Find all 3-digit numbers such that the sum of the digits is 11 times less than the number.

Actually, I used Google Translate, because I did not know the grammar.

Ah okay, no worries mate.

Thank you @ParthKohli .
Now solve this.

What about 198?

oh myyy...

You don't find easy ways...

Also 0 :-)

0 is not a 3-digit number @whpalmer4 .

\[11a + 11b + 11c = 100a + 10b + c \iff -89a + b + 10c = 0\]

Yes. It is easier to find.

Yeah, let's try \(a = 1\).
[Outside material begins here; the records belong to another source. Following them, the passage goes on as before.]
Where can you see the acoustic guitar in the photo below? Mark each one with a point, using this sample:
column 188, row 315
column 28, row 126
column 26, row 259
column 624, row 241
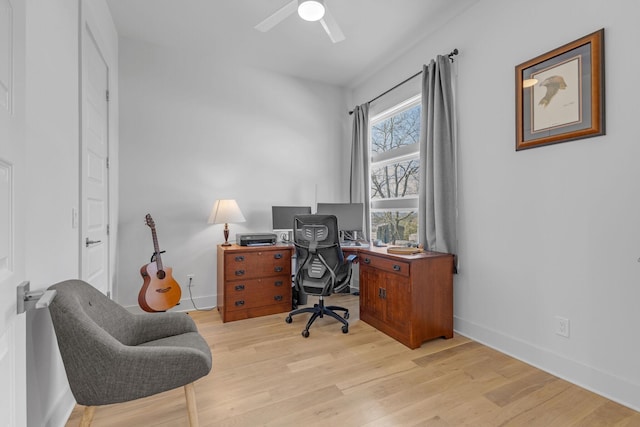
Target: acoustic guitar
column 159, row 291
Then \(b = 9\) and \(c = 8\) which is exactly what @whpalmer4 said

If \(a = 2\), then \(b = 8\) but \(c > 9\).

So I guess \(198\) is the only number.

(though it will toss out 000 as a solution)

I would give you both medals if i could.

Don't worry, whpalmer has mine.

@whpalmer4 Don't worry with the 000. We can figure out trivial solutions in the end. :-D

Fun little late-night problem :-)

Holy Wolfram|Alpha!

\[17a + 17b + 17 c= 256a + 16b + c\]

That?

Yes, that's it, I think.

And the solutions can't exceed \(15\).

What's that? Mathematica?

Yes.

I'll check back in the morning to see what you guys have figured out :-)

Nah, I am pretty bad at mathematics, I'd just leave this thread and we'd on this tomorrow. =)

Work on this*

Ok. I'll try. Good night.

So, 9*10*10+1*10*8+1*9*1

Sorry, it is 8*10*10+1*10*8+1*9*1=889